Jock miró con indecisión hacia MacDuff.

El terrateniente titubeó y acabó por asentir lentamente con la cabeza.

– Adelante. Siempre que esté yo presente, Jock.

– No quiero que esté usted, MacDuff. -Vio que Jock empezaba a arrugar la frente de nuevo, y suspiró con resignación. No servía de nada inquietar al chico. El terrateniente parecía tenerlo bien metido en el puño-. De acuerdo. Muy bien. -Se volvió y se dirigió a la puerta. Era hora de volver a Cira y a Julius y de alejarse de aquel hermoso muchacho y del hombre que parecía controlar todos sus movimientos-. Hasta mañana, Jock.

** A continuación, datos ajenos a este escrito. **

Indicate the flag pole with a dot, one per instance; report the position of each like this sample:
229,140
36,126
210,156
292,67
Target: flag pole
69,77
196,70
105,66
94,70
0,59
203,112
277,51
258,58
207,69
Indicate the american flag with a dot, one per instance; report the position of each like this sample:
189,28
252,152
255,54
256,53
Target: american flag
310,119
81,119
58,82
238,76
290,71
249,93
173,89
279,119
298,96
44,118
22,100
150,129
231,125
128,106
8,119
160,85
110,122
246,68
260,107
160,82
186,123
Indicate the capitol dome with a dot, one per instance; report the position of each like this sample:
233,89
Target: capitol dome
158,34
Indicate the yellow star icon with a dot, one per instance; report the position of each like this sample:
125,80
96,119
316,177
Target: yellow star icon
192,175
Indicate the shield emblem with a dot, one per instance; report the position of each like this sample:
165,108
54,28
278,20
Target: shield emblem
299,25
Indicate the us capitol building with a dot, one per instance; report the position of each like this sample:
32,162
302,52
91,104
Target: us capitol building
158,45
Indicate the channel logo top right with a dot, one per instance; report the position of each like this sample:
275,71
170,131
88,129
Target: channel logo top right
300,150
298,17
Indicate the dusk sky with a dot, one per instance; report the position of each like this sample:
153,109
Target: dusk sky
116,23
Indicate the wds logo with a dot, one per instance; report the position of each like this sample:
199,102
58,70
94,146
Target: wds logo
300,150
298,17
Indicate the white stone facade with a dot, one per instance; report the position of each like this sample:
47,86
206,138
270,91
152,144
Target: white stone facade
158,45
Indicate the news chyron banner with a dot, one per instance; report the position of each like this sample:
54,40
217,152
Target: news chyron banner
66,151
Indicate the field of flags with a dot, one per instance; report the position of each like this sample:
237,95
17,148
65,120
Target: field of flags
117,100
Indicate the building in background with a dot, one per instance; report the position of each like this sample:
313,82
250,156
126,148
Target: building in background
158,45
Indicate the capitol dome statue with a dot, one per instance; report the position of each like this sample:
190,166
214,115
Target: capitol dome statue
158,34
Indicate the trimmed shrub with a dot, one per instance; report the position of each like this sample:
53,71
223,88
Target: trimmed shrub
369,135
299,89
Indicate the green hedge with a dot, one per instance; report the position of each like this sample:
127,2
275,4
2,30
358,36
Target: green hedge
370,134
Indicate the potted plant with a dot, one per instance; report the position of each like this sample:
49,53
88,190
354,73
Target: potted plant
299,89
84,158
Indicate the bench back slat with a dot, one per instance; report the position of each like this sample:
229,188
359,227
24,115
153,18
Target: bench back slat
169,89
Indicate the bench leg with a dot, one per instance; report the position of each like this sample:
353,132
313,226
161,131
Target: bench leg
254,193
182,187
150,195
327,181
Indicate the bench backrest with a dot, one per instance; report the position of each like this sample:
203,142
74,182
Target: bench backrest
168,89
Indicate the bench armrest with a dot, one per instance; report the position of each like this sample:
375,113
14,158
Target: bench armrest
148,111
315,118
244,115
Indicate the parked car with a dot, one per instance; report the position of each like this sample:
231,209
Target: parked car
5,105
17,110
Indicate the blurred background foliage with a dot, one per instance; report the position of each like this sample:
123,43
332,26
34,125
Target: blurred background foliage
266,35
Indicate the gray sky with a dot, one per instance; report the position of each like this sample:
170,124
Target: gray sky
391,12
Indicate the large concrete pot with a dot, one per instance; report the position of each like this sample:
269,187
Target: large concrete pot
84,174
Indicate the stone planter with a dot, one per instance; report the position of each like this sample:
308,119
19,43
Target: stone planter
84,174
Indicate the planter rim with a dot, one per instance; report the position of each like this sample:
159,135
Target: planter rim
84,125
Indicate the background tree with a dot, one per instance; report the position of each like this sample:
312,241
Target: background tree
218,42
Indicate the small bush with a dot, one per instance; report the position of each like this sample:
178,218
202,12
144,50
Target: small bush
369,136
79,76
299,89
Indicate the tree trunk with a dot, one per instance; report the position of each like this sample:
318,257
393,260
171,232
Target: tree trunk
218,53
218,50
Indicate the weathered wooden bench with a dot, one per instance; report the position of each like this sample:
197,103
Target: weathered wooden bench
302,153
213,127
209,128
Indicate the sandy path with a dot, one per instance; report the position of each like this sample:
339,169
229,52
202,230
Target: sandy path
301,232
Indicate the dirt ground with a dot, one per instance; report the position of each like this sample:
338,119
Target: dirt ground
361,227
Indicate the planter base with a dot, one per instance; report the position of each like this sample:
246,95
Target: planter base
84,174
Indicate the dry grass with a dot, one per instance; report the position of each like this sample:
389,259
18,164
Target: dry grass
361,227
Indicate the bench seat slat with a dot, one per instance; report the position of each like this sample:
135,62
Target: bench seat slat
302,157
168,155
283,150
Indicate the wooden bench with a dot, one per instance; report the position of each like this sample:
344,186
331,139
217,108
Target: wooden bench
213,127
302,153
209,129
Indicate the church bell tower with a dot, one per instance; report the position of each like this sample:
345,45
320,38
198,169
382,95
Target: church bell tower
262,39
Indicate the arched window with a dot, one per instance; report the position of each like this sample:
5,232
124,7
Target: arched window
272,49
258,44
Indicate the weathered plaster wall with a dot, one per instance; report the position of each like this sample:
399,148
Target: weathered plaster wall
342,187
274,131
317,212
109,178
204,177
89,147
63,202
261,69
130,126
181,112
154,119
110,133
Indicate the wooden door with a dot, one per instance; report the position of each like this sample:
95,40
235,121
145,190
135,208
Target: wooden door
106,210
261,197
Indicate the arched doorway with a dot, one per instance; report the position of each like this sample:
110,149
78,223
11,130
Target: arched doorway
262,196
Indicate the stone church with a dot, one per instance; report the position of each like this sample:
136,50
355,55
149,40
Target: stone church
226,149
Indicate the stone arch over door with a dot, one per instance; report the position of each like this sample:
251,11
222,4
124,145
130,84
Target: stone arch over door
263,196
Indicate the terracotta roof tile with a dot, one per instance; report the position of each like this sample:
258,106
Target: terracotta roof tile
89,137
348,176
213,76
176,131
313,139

– Espere. -MacDuff la estaba siguiendo por la hilera de compartimiento hacia la puerta del patio-. Quiero hablar con usted.

– Pero yo no quiero hablar con usted. No me gusta la manera en que trata a ese muchacho. Si tiene problemas, debería recibir ayuda, no coacciones.

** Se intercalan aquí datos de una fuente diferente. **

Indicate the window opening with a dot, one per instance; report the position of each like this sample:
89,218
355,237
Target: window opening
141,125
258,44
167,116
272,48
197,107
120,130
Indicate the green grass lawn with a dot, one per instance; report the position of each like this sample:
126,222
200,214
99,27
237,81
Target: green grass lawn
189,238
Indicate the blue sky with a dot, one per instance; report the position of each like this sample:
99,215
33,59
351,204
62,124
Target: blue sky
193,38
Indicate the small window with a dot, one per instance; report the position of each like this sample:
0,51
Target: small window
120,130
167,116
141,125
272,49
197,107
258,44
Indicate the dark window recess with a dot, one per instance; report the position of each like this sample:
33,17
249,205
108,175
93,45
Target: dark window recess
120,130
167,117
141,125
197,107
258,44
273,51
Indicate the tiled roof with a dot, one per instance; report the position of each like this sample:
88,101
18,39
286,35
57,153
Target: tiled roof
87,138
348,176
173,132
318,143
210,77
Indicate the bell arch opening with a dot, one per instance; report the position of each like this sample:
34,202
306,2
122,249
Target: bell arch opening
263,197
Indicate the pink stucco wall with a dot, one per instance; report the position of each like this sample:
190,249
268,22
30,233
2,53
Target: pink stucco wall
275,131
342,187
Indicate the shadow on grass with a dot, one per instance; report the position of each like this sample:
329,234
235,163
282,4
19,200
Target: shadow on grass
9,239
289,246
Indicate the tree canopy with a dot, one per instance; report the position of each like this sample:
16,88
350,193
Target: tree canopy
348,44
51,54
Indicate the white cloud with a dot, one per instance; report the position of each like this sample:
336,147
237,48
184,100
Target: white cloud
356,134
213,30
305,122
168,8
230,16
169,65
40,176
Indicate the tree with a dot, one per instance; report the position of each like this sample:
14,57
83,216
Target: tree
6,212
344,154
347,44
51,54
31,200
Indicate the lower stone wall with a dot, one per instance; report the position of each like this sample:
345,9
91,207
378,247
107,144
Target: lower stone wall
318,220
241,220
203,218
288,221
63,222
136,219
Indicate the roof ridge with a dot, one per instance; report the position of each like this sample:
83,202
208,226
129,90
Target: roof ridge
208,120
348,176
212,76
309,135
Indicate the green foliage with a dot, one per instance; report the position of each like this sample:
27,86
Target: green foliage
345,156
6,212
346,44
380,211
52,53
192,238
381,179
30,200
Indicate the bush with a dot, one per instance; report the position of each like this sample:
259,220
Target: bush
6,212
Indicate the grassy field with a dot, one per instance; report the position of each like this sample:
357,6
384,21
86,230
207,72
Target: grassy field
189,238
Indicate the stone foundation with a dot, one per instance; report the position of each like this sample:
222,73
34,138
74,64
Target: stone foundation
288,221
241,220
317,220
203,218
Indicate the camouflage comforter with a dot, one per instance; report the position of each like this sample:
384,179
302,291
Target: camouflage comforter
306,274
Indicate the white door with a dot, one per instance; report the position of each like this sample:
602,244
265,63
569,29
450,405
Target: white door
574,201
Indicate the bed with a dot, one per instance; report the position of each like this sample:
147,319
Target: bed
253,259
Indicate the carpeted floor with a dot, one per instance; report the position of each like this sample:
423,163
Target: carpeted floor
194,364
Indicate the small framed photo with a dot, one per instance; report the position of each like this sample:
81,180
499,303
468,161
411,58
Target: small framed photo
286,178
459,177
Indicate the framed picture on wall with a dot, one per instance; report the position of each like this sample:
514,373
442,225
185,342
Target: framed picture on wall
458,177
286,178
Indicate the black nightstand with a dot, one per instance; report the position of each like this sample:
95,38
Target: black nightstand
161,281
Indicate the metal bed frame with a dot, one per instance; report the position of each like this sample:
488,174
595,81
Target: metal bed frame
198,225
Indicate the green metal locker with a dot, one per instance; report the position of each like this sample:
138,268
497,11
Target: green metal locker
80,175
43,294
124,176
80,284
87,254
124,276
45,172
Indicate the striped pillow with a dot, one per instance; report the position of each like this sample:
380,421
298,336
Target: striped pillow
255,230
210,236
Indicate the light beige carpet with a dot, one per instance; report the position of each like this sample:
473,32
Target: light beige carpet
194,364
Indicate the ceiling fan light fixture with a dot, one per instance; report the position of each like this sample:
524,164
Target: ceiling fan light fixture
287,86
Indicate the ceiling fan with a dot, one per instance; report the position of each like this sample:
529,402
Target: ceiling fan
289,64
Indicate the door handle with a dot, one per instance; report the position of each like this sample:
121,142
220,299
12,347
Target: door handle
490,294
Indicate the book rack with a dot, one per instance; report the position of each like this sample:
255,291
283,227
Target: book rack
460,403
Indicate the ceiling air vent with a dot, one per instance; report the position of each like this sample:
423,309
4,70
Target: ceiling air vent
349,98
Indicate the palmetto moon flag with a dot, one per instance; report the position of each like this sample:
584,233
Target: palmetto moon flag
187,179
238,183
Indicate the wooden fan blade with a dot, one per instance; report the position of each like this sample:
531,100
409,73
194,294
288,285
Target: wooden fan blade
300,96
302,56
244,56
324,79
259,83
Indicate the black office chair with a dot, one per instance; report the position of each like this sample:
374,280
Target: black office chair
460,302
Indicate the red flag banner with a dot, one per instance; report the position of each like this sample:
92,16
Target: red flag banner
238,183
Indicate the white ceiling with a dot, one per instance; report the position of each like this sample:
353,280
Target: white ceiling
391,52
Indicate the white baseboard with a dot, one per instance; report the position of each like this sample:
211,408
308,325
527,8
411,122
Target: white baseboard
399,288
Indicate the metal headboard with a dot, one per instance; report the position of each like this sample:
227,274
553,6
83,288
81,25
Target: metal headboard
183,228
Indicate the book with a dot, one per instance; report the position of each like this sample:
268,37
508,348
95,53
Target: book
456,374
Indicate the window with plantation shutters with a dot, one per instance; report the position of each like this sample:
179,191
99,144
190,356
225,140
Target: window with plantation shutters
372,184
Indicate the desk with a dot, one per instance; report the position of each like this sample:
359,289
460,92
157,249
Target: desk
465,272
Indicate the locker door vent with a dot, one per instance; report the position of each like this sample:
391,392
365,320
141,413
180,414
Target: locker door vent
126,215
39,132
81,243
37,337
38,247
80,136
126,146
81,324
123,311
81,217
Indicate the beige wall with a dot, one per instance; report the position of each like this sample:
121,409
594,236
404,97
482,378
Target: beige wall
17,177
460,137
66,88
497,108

– Lo estoy ayudando. -MacDuff hizo una pausa-. Pero usted también podría ayudarlo. El chico no reaccionó de la manera en que pensé que lo haría. Podría ser… saludable.

– ¿Ser tratado como un ser humano y no como un robot? Diría que eso es saludable.

El hombre ignoró el sarcasmo.

– Las normas son las mismas para usted como para él. Estaré presente cuando dibuje a Jock. No hay excepciones.

– ¿Algo más?

– Si se lo cuenta a Trevor, no dejará que lo haga. Creerá que Jock le va a hacer daño; sabe que el muchacho está desequilibrado. -Le sostuvo la mirada-. Es verdad. Podría hacerle daño.

– No podría haber sido más amable conmigo.

– Créame, no haría falta más que un detonante.

Jane lo miró de hito en hito, recordando la escena que acaba de tener lugar.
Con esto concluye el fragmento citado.